Big old turpentine/stringy stump rootstock, and branches going everywhere, but he keeps it trimmed at around 2m wide x 3m high.
Not very productive fruit wise at all, but a great way to store genetics for future grafting, which is all he does it for.
If your gonna have a crack I recommend using engraved aluminum or copper bands so you don't lose track of which wood is what when your pruning suckers.
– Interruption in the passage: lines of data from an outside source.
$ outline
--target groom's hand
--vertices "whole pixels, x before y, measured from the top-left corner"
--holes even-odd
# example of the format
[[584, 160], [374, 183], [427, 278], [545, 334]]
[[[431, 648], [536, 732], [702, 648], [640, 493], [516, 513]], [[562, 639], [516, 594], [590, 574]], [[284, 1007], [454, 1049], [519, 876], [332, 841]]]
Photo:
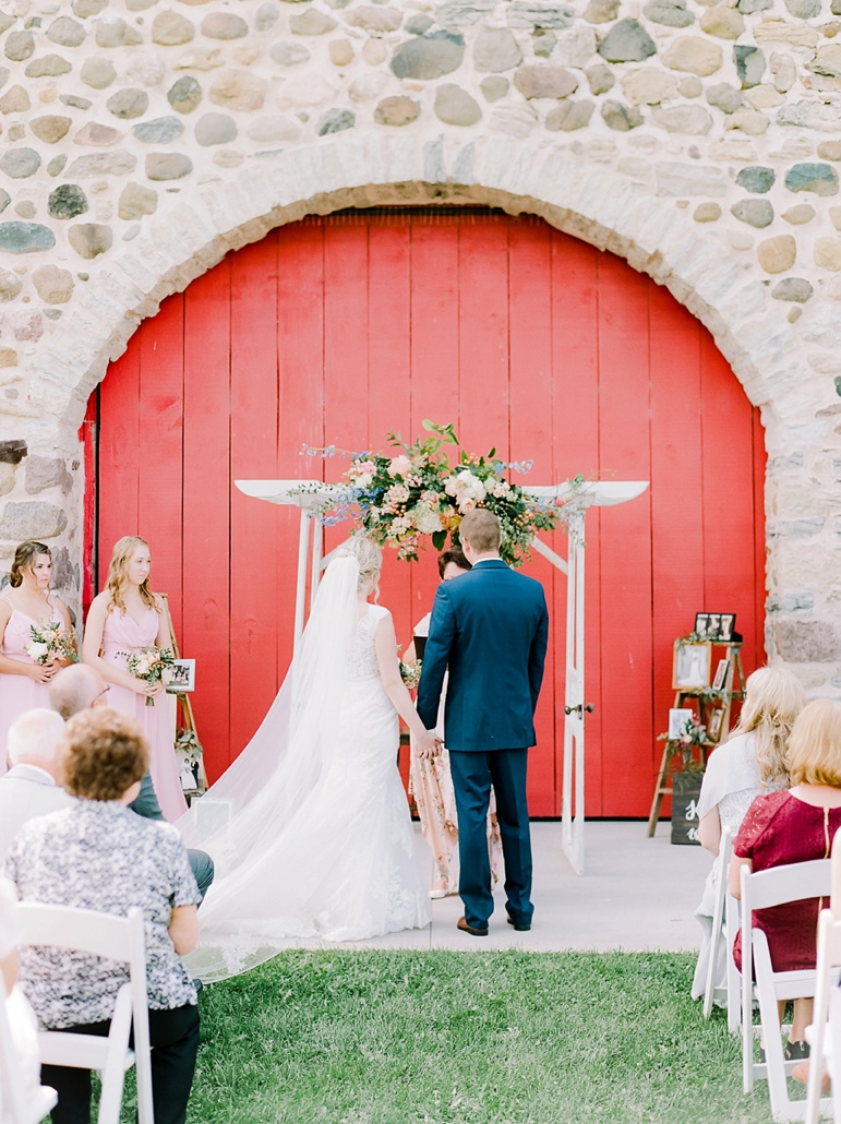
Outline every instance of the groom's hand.
[[437, 758], [442, 745], [444, 743], [433, 729], [426, 729], [423, 736], [418, 738], [418, 756], [427, 760]]

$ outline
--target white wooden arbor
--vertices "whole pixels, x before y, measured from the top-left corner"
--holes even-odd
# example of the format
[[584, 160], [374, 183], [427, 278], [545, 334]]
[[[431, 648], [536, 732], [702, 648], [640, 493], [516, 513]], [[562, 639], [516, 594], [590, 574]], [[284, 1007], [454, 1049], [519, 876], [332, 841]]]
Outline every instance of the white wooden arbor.
[[[336, 490], [318, 480], [237, 480], [246, 496], [269, 504], [285, 504], [301, 511], [298, 540], [298, 584], [295, 589], [295, 644], [303, 632], [307, 601], [307, 571], [310, 569], [310, 599], [318, 589], [323, 568], [323, 528], [313, 518]], [[307, 487], [307, 492], [300, 489]], [[561, 847], [576, 874], [584, 873], [584, 715], [593, 707], [584, 701], [584, 520], [591, 507], [613, 507], [641, 496], [647, 480], [587, 481], [576, 488], [568, 510], [569, 550], [563, 559], [537, 536], [531, 546], [567, 577], [566, 683], [564, 697], [564, 771], [561, 789]], [[534, 499], [566, 499], [569, 483], [523, 489]], [[312, 535], [310, 532], [312, 531]], [[310, 537], [312, 556], [310, 558]], [[575, 813], [573, 812], [575, 809]]]

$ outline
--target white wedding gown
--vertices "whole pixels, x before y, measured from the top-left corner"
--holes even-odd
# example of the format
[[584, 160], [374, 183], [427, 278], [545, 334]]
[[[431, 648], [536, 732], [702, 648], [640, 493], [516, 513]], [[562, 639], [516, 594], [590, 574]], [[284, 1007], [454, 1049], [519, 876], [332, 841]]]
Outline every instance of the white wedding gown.
[[185, 841], [204, 846], [217, 862], [199, 914], [200, 945], [188, 958], [189, 970], [205, 982], [253, 968], [294, 939], [357, 941], [429, 923], [429, 873], [419, 869], [396, 769], [397, 715], [374, 649], [386, 613], [366, 606], [353, 628], [345, 674], [339, 682], [333, 677], [321, 699], [309, 698], [308, 707], [320, 713], [304, 716], [307, 736], [291, 735], [307, 742], [314, 724], [327, 725], [318, 776], [301, 780], [311, 763], [301, 753], [298, 763], [282, 762], [259, 778], [267, 771], [260, 762], [264, 727], [274, 732], [289, 723], [282, 689], [264, 727], [229, 770], [247, 769], [254, 746], [257, 777], [249, 780], [258, 790], [253, 783], [245, 807], [221, 831], [196, 832], [202, 804], [214, 800], [217, 787], [226, 791], [221, 778], [180, 821]]

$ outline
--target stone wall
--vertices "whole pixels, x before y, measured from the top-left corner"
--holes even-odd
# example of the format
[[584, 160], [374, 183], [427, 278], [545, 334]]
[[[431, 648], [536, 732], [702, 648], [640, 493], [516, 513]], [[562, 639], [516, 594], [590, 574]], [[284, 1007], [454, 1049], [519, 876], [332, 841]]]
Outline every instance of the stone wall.
[[308, 212], [486, 203], [713, 332], [766, 425], [769, 655], [841, 694], [840, 31], [841, 0], [10, 0], [0, 566], [46, 537], [77, 600], [76, 428], [164, 296]]

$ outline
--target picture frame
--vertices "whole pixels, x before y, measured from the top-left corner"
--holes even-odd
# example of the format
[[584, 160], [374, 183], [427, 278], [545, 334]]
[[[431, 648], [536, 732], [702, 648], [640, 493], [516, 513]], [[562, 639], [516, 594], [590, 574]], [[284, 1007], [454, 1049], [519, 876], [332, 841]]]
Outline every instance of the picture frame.
[[671, 707], [669, 709], [669, 740], [677, 741], [686, 732], [686, 723], [692, 722], [693, 717], [694, 714], [688, 707]]
[[713, 690], [723, 691], [728, 685], [728, 673], [730, 671], [730, 660], [719, 660], [719, 667], [713, 677]]
[[166, 685], [170, 695], [186, 695], [195, 690], [195, 660], [175, 660], [172, 678]]
[[709, 641], [675, 641], [673, 690], [703, 690], [710, 686], [711, 646]]
[[721, 727], [723, 719], [724, 719], [723, 707], [717, 707], [710, 715], [710, 722], [707, 723], [706, 726], [706, 736], [711, 742], [717, 743], [719, 738], [721, 737]]

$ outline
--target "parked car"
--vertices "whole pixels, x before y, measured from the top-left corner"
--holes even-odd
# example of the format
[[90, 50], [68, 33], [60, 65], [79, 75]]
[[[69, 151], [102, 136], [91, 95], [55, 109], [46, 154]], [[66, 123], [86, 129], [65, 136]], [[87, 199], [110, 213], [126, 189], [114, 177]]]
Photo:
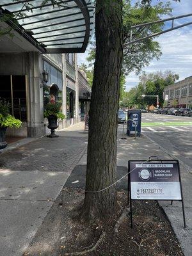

He is getting on a bit now, in his early 90's and can't remember what half of the earlier ones are, just country of origin which makes marketing the fruit a hassle later when he sells on to the big city markets, due to trade mark/licensing issues. ::) Lots of "Thai special" "Indian special" "Philippine special" "Hawaiian special" heading down to Sydney/Brisbane markets each Christmas...
Bit off topic, but while I am talking mangoes, another old bloke I know has like a botanic garden of them, and used to do work for the DPI with their breeding program.
I reckon I have tried ~100varieties over the last couple years, and if your after a good one, you can't beat a "Bowen" or "Kensington Pride".
Best of the lot taste wise, and everyone I know that really knows mangoes agrees. ;)
You don't need a rootstock with them either, they grow fine straight from seed. Bowens/Kensington pride are 10/10 for taste, everything else is a 6-7 at best.